Mobile Healthcare Access
Members of the project team were in Lombok at the time of the two major earthquakes and were compelled to offer assistance to the people of Lombok.
The project team assisted in channeling donations and supplies to the people of Lombok through their generous donors and community network.
The team identified several small villages in the Tanjung area that were severely affected by the earthquake and provided several medical teams to assist in emergency care and referral to local hospitals. In the time following the emergency period the medical team reported that there were an increasing number of primary health care cases that needed attention with some requiring referral.
Currently the health services in the North of Lombok are significantly affected with clinics and hospitals not only sustaining structural damage to their buildings but also having significant numbers of their staff affected by this tragedy. Therefore the health system is not only overwhelmed by emergency medical cases and follow up of those cases, but, currently does not have the human resource capacity to manage the routine flow of community patients.
With many earthquake affected communities (over 400,000) in camps for an unknown amount of time, and community clinics and hospitals rebuilding their capacity it is proposed that there is implementation of a pilot program called Mobile Healthcare Access (MHCA).
MHCA will consist of a specially fitted and equipped vehicle, staffed with a doctor, nurse, midwife that will provide basic primary care to evacuation camp inhabitants.
It is envisaged that this pilot program will be assessed after six (6) months with the option to scale the program depending on the need.
Proposed Service Area
The project team has been supporting several evacuation camps within the Bentek area near Tanjung regency. The camps are spread across several kilometers and house around 3000 people.
Currently the health care service is under significant stress as it rebuilds facilities as well as works towards rebuilding human resource capacity.
The evacuation camps pose a risk to public health with poor sanitation, compromised hygiene and the high probability of related healthcare issues.
Communities within the camps are reluctant or unable to leave their families to travel to a local clinic or hospital and are significantly affected by psychological trauma, which restricts how far they are willing to travel away from their families.
The Indonesian government has been proactive in providing emergency healthcare support and is focused on the efforts to rebuild local medical facilities. With fewer emergency cases within the camps the initial government personnel have started to withdraw.
Currently the primary barrier to health care is access.
Anecdotal field research data from the Bentek area will be reviewed to create an informed strategic intervention for this project. Reviewing data and working closely with government agencies will set the project up for success.

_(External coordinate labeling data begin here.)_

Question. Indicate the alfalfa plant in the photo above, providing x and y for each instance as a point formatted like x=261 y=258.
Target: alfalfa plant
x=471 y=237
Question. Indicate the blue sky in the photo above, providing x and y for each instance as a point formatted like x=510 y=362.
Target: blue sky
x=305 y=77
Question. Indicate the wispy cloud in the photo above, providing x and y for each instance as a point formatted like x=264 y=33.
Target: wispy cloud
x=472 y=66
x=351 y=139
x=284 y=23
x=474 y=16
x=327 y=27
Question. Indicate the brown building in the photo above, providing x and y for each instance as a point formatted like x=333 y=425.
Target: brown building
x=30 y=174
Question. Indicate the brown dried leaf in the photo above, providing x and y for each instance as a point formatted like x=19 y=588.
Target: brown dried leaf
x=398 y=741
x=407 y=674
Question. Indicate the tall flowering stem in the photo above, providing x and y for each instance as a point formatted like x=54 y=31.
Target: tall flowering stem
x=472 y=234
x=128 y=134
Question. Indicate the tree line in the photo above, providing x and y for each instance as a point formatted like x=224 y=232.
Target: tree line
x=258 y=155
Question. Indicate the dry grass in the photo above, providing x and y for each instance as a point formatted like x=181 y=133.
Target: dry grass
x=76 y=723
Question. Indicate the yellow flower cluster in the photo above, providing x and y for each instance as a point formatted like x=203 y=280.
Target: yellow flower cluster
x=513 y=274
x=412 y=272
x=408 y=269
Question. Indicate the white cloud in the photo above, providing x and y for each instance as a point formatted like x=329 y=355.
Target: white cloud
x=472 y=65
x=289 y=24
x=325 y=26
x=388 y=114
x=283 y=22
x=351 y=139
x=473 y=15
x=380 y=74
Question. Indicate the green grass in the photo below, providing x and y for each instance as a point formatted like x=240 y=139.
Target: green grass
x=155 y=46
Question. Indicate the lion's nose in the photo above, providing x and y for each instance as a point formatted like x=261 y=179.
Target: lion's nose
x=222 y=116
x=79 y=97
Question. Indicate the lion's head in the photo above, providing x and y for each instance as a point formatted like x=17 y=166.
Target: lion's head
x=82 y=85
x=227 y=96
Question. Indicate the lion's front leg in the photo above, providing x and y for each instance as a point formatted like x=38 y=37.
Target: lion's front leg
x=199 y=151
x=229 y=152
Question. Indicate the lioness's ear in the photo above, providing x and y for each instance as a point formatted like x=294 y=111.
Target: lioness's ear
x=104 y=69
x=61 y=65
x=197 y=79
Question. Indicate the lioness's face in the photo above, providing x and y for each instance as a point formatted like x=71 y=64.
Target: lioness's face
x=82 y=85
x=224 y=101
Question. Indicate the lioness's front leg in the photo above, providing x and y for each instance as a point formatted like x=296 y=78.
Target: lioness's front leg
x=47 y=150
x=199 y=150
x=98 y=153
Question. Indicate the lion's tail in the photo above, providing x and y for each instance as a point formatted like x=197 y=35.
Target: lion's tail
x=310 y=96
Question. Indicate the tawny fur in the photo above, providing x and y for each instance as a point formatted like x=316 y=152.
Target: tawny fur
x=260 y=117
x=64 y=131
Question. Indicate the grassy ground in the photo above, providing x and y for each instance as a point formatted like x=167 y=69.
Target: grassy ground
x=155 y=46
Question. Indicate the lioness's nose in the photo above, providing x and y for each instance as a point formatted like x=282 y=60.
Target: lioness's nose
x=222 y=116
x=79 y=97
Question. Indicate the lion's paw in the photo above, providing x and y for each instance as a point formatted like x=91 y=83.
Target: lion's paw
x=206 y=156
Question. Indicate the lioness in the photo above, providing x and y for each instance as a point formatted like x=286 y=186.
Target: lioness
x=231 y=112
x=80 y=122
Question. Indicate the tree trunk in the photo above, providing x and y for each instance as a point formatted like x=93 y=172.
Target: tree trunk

The MCHA project will support the existing local community health workers who are trained and equipped to treat routine health needs, to mobilize the community for daily or weekly clinic visits, and to identify, refer and communicate emergency cases. The project will also capitalize on Project Karma’s existing partnerships for health education and intervention in schools, expanding and empowering the capacity of beneficiaries.
The project targets children, youth, women, and families from poor, vulnerable, and underserved communities in North Lombok.